7. Il ressort des pièces du dossier que la requérante n'est pas mère d'un enfant français. En outre, il n'est pas établi qu'elle ait résidé régulièrement sur le territoire depuis plus de dix ans à la date de l'arrêté litigieux. Mme A... ne saurait, dans ces conditions, se prévaloir des dispositions précitées.
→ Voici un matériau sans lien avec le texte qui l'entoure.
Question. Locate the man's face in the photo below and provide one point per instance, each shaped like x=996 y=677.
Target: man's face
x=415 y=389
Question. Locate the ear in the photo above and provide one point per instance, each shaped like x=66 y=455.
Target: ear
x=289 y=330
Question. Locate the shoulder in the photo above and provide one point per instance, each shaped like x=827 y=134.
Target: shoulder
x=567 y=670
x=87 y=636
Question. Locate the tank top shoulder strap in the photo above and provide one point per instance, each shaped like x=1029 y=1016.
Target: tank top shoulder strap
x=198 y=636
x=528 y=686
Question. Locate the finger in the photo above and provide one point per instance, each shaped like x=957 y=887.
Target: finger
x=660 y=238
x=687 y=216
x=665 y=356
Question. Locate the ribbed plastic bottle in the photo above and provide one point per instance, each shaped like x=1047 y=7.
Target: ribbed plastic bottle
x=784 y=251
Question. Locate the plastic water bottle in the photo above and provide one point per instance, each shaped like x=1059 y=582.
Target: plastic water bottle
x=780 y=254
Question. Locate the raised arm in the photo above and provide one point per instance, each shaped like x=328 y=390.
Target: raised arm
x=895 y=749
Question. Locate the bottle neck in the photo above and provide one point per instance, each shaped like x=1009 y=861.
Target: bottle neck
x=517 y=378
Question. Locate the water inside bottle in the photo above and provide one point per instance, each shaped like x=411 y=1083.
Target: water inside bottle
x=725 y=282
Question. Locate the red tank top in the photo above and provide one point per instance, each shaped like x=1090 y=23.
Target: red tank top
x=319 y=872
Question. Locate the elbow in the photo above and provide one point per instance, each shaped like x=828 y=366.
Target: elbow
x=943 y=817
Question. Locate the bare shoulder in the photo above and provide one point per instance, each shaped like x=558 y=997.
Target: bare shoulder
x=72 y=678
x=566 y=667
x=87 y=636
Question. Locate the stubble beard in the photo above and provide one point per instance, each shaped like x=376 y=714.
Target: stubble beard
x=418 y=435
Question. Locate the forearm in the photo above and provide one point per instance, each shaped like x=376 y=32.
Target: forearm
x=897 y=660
8. Il ressort notamment de deux actes de naissance établis par les villes de Compiègne et de Saint-Malo, que la requérante, ressortissante nigériane, est mère de deux enfants mineurs, une fille et un fils, nés respectivement en 2020 et 2021. Il n'est pas contesté que le ressortissant nigérian ayant reconnu la fille de la requérante, née en 2020, réside en Allemagne. Ensuite, il n'est ni soutenu ni même allégué que l'homme de nationalité sierra-léonaise ayant reconnu son fils né en 2021 contribue à l'éducation de son enfant, pas plus d'ailleurs que le père de sa fille. Par conséquent, et dès lors qu'il n'est pas contesté que les enfants de la requérante sont de même nationalité que celle-ci et pourraient donc l'accompagner en cas de retour contraint au Nigéria, le préfet n'a, en adoptant les décisions attaquées, pas commis d'erreur d'appréciation ou méconnu le paragraphe 1 de l'article 3 de la convention internationale des droits de l'enfant.
9. Il résulte de l'ensemble de ce qui précède que Mme A... n'est pas fondée à soutenir que c'est à tort que, par le jugement attaqué, le tribunal administratif de Rennes a rejeté sa demande tendant à l'annulation de l'arrêté du 27 juillet 2022 par lequel le préfet du Var l'a expulsée à destination du Nigéria, ainsi que la décision implicite de rejet du recours gracieux formé contre cette décision.
Sur les frais d'instance :
10. Les dispositions de l'article L. 761-1 du code de justice administrative font obstacle à ce que soit mise à la charge de l'Etat, qui n'est pas la partie perdante dans la présente instance, la somme que Mme A... demande au titre des frais exposés et non compris dans les dépens.
DECIDE :
Article 1er : La requête de Mme A... est rejetée.
Article 2 : Le présent arrêt sera notifié à Mme B... A... et au ministre de l'intérieur et des outre-mer.
Une copie en sera adressée, pour information, au préfet du Var.
Délibéré après l'audience du 22 mars 2024, à laquelle siégeaient :
- M. Gaspon, président de chambre,
- M. Coiffet, président-assesseur,
- M. Pons, premier conseiller.
Rendu public par mise à disposition au greffe le 9 avril 2024.
Le rapporteur,
F. PONSLe président,
O. GASPON
La greffière,
I. PETTON
La République mande et ordonne au ministre de l'intérieur et des outre-mer en ce qui le concerne, et à tous commissaires de justice à ce requis en ce qui concerne les voies de droit commun contre les parties privées, de pourvoir à l'exécution de la présente décision.